Thursday, August 16, 2012

Article/Book Overview

Book Overview:
Latour, Bruno. Aramis, or the Love of Technology. 1996.

My pedagogy for teaching with technology at present is informed heavily by Bruno Latour’s Aramis, or the Love of Technology. I read this book for the first time this year and am now fascinated with the results of such a methodologically complex treatment of technology and society. As I’ve mentioned a number of times, I am a teacher who values developing generalizable skills, moves, and approaches within my instructional repertoire. I do this so that I may be adaptable in a given situation. And Latour’s book encourages me to continue this practice.

Briefly, Aramis is the name of a mammoth, guided public transportation project developed in France spanning from the early 1970s to the late 1980s. It’s a project that was never enacted, despite the level of technological sophistication and the overwhelming appearance of support from governmental institutions and private corporate entities. And it wasn’t just left inactive, it was mysteriously abandoned even though it was slated to be advertised in the 1988 World’s Fair. Latour’s book, then, is an account of the process by which he and his mentor solved the mystery of who killed Aramis. But it is also a rumination on tools, technology, and use in the philosophical sense.

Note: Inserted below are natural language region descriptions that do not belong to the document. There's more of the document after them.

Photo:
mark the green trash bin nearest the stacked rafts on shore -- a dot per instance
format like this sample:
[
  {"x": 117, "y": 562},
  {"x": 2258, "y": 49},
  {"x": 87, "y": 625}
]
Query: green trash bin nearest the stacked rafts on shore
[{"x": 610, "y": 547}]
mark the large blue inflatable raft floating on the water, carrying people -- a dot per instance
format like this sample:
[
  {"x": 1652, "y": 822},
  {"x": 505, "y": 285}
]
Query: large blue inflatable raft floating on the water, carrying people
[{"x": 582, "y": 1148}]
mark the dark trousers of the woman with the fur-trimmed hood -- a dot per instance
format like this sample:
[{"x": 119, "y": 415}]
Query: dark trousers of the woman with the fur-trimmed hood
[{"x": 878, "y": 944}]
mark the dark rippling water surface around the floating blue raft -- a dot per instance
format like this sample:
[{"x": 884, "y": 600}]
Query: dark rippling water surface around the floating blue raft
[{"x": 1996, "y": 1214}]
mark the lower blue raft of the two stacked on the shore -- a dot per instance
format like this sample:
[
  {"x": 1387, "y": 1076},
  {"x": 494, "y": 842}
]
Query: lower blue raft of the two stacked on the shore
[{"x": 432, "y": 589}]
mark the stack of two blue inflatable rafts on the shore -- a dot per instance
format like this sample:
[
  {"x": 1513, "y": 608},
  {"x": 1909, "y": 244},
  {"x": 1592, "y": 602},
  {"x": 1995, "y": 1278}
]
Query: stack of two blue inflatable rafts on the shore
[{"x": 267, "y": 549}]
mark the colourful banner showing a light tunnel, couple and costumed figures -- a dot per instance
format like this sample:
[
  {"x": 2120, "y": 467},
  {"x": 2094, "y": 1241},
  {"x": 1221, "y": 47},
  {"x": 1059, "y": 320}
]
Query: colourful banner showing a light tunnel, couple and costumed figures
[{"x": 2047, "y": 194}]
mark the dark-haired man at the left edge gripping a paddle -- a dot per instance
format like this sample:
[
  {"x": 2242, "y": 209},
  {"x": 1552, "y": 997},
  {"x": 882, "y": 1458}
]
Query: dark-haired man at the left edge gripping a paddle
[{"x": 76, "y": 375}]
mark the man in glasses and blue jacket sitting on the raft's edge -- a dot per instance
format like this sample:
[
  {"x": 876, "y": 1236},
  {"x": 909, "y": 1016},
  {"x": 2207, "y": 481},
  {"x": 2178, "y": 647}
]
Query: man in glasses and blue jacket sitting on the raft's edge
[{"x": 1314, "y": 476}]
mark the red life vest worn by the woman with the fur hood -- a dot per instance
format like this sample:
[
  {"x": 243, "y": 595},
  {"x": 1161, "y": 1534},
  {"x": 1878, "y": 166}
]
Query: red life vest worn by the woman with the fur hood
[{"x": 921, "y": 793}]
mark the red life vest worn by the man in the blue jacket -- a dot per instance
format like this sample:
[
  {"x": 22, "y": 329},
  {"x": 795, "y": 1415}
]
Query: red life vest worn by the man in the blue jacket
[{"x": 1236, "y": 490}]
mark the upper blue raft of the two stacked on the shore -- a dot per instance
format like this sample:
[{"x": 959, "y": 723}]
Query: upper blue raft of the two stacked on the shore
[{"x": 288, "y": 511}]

Latour’s investigation, as well as his findings, have a lot to teach educators about the incorporation of technology in instruction. You see, Latour concludes that what killed Aramis is technologists’ and engineers’ commitment to an imagined future of the project (created by the sponsors and government) as it contradicted the social reality of the project’s development. It began as a research project, but was prematurely made real (fully functional) in the minds of those developing it despite any evidence of overall success. The desire to make profit or to have international prowess overshadowed the material reality of the project. In other words, as in the novel Frankenstein, to dream a technology outside the realm of the social or the real produces extreme tension on the system that must incorporate it. I believe this is true at the level of everyday pedagogy as well as at the level of educational system.